シリーズ「地域をつなぐ みんなで育つ」第3弾2施設めの「若狭公民館」後編(沖縄県那覇市)。ごく普通の公園にパラソルを立てただけの「パーラー公民館」とは。同施設をライター・太田美由紀がルポ。

【写真➡】那覇「若狭公民館」で大人気の”アートな部活動”を見る

地域の人がこぞって集う沖縄県那覇市の公民館「若狭公民館」を前回紹介しましたが、「若狭公民館」から少し離れた場所では、パラソルを立てただけの「パーラー公民館」も、地域の人が集う場として親しまれています。近所の子どもたちと近隣に住む大人や高齢者との間に自然に交流が生まれ、多世代の人たちが親せきのように子どもを見守る地域になりました。
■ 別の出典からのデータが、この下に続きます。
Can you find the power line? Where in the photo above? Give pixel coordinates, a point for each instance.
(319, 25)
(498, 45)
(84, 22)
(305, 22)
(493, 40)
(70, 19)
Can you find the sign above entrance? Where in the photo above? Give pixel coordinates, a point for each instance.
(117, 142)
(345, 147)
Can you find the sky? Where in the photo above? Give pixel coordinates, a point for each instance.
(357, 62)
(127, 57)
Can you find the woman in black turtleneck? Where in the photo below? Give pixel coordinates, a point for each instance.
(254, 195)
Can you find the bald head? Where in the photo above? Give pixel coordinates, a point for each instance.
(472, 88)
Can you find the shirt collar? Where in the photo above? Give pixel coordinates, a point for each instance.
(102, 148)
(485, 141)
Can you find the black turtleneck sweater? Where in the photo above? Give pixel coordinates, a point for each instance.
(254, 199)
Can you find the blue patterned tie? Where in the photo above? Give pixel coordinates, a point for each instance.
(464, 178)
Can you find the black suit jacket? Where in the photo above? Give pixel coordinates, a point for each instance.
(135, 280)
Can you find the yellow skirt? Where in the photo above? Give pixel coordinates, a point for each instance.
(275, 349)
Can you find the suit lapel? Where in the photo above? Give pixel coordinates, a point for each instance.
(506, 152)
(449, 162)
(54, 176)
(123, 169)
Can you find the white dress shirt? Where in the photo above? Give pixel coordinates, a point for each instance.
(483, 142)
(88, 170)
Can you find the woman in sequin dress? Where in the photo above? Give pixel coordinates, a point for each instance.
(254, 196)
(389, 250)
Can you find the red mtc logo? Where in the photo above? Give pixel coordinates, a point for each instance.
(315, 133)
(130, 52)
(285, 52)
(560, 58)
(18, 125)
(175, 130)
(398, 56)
パラソルひとつ公園に立て、テーブルや椅子を並べてシートを敷けば準備OK。いろんなドラマが動き出します。

ごく普通の公園+パラソルで「公民館」ができたワケ

パラソルの下でお茶を飲み「ゆんたく」からスタート

「曙(あけぼの)地域にも公民館がほしい!」

曙地域(沖縄県那覇市)に暮らす人たちから上がったこんな声に、なんとか応えられないかとスタートしたのが「パーラー公民館」です。まるで屋台のようなその場所は、曙地域の「あけぼの公園」にできました。

あけぼの公園は、すべり台やシーソー、うんていなどがあるごく普通の公園です。今日はみんなが楽しみにしている「パーラー公民館」の日。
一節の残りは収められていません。